DW: Sure, sure! I think just letting people know is the key to promoting your music. I think the do’s and don’ts of promotion are very important. There are some composers who… well, they just bug you so much you don’t want to have anything to do with them. And there are certain things to remember to do when you do have a performance by a conductor and choir – like thanking them. There are some composers I simply won’t perform because I don’t want to work with them. They’re obnoxious.
CO: Obnoxious in the promotion of their music?
DW: Yes! (laughs) Of their music, and of themselves! And it’s usually the lesser composers, too, who try to make up for it by being pompous!
CO: Your Choral Ventures™ program gave a lot of emerging composers a wonderful outlet for their work, as well as a jumpstart to many careers. Is this a model you would recommend to other musical ensembles who are looking for ways to encourage the emerging composer?

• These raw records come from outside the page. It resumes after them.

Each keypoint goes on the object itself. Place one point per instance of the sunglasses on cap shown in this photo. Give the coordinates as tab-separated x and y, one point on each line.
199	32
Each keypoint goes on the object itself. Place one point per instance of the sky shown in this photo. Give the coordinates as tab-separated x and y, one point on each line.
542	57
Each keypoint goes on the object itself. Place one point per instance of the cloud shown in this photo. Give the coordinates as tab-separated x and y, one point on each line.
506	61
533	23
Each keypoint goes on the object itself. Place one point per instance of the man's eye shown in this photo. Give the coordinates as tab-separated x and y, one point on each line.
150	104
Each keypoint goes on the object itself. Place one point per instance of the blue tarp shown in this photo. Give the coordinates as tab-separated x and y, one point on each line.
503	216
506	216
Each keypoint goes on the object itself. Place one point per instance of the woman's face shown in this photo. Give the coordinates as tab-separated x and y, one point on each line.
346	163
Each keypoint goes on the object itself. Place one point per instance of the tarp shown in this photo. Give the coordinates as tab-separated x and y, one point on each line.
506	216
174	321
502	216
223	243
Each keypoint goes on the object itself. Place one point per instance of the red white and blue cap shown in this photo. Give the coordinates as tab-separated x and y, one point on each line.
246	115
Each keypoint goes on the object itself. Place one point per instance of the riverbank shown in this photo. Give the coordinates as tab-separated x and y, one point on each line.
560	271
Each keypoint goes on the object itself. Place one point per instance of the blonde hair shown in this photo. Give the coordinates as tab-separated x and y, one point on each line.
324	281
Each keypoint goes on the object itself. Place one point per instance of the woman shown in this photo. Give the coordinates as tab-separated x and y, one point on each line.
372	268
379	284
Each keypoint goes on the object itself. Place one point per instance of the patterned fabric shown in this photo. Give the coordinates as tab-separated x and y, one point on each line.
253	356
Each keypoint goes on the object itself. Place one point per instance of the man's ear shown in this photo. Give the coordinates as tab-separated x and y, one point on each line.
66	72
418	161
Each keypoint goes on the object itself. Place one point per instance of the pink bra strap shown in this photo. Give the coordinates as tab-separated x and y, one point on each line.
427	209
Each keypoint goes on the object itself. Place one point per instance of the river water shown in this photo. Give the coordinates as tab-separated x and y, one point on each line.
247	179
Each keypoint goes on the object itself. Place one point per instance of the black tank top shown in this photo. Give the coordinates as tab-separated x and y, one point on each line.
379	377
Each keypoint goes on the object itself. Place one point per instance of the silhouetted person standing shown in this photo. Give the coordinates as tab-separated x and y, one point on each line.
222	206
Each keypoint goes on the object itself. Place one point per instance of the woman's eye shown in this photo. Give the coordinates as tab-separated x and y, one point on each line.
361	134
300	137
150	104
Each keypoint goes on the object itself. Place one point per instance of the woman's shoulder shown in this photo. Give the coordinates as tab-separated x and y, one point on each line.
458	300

DW: Oh yes – I started this thing 15 years ago. Mary Ellen Childs was the first composer.
CO: How did you select the composers?
DW: It was very different in the beginning, but in the end we did have a process that seemed to work well. We first sent out the Call for Scores. We’d start with 150-200 scores, gather them together, and the composer-in-residence would do a preliminary screening to bring it down to 40-45. Then I’d sit down with the composer-in-residence and make the cut to the final four. We’d invite those four composers to write a piece for the reading session, then, after reading through the four new pieces with the choir, we’d choose one composer to write a piece for the following season.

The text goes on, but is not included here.